The Monos figurative art from Cochiti Pueblo has a fascinating story of resilience, resistance, and revival. The historic Monos figures were made in Cochiti from around 1880 to about 1920. Their function was to provide social commentary in a world that was inundated by the new arrival of the railroads and an influx of “foreigners” to the region. “Cochiti potters engaged in social criticism, conducting a discourse, often through parody, on the changing occupants of the Pueblo World. Figures expressed the ways that potters viewed those who differed from themselves, and many are humorous or satirical.

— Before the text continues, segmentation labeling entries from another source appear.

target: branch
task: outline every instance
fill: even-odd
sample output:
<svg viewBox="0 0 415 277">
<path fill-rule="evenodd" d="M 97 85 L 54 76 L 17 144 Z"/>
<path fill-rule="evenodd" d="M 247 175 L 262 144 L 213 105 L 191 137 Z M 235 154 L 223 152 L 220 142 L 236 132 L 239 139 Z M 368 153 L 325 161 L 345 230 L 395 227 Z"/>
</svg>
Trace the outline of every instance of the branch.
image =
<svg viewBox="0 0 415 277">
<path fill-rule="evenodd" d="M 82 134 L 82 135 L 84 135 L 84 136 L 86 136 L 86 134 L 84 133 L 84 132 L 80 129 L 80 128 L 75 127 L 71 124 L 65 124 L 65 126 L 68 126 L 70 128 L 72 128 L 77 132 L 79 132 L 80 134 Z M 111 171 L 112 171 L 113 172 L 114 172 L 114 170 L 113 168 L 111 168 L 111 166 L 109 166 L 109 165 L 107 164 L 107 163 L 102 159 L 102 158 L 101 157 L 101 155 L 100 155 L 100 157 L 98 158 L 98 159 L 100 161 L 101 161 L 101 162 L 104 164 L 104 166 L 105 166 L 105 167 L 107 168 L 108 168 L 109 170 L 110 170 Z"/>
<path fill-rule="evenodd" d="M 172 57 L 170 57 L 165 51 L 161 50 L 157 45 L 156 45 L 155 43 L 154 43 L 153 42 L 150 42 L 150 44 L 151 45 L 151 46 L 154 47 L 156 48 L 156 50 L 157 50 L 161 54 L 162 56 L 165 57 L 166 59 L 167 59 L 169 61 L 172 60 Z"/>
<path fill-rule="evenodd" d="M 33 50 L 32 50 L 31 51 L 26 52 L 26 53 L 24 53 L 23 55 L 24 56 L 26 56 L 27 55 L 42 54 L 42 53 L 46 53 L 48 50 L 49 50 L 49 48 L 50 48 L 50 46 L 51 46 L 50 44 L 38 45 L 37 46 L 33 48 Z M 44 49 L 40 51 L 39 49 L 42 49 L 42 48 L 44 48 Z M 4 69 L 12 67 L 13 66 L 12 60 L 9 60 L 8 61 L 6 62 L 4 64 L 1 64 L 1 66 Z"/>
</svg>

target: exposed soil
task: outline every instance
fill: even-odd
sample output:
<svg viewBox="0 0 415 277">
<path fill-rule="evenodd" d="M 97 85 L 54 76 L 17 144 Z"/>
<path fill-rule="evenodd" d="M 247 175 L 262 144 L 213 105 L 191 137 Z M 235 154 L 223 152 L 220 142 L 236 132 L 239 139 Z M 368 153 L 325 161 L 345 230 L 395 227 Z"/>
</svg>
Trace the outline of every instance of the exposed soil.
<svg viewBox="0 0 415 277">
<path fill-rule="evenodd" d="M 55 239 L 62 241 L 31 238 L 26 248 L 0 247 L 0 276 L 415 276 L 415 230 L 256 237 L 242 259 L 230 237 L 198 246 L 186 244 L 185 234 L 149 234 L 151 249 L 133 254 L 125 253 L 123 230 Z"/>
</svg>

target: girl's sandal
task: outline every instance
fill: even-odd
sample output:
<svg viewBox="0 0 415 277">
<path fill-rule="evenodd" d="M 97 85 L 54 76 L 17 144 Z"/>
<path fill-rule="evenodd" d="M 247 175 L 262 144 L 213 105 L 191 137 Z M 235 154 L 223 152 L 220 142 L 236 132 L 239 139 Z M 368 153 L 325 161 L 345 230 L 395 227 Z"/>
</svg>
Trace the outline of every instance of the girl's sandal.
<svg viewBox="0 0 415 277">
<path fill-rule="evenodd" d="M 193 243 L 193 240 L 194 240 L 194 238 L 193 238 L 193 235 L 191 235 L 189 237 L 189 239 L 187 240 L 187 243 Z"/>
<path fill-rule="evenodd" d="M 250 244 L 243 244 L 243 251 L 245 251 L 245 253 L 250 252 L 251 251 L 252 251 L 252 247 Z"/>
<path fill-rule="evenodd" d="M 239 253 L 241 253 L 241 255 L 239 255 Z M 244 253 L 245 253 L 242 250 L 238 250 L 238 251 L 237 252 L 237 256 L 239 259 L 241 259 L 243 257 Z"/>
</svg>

Although the potters were predominantly women, the figures were mostly men and most often Spanish, New Mexican, or Anglo-American in descent and almost certainly depicted local wealthy merchants, cowboys, and priests. As a coping mechanism for the Cochiti potters, the figures were a subtle and subversive form of empowerment. The regional traveling circus or “freak shows” that came into the New Mexico Territory were also a source of inspiration. “Cochiti potters observed all kinds of people with whom they came into contact, and they recorded their impressions of them in clay in a way that communicated amusement, criticism, or simply an active interest in the rapidly changing local scene. Because the figurines were not used by Pueblo insiders but were made for sale to some of the same outsiders they portrayed, potters had to develop a keen understanding of what their targeted audience, the Western other, would understand, appreciate and buy. This use of the figures for social commentary is where they derived their name, Monos, which means “mocking,” “cute,” or “monkey,” possibly as a pejorative relating to their makers

This figure is coil-built and slipped with white clay then painted with wild spinach (black) and clay slips.  This piece was made in 2001.  It is part of a series where Virgil made the arms hang separately on the figure.  He said that he was inspired by looking at puppets and how to create a sense of “articulation” in the figures.  The figure itself is fully painted with traditional wild spinach, sun, and water designs.  The face is turned upwards and has a painted beard and mustache.  The arms are each two pieces.  The hands are attached to the arms.  The arms rest on the extrusions from the figure itself.   The hands are painted black with wild spinach plant and the arms are painted with sun and geometric designs. The arms and figure were traditionally fired and the black is a deep coloration. The figure is in excellent condition with no chips, cracks, restoration, or repair.  It is not just unique but a dynamic expression of his artistry and culture.  It is signed on the bottom with his name and cipher.  The figure includes a copy of “Virgil Ortiz: Revolution”.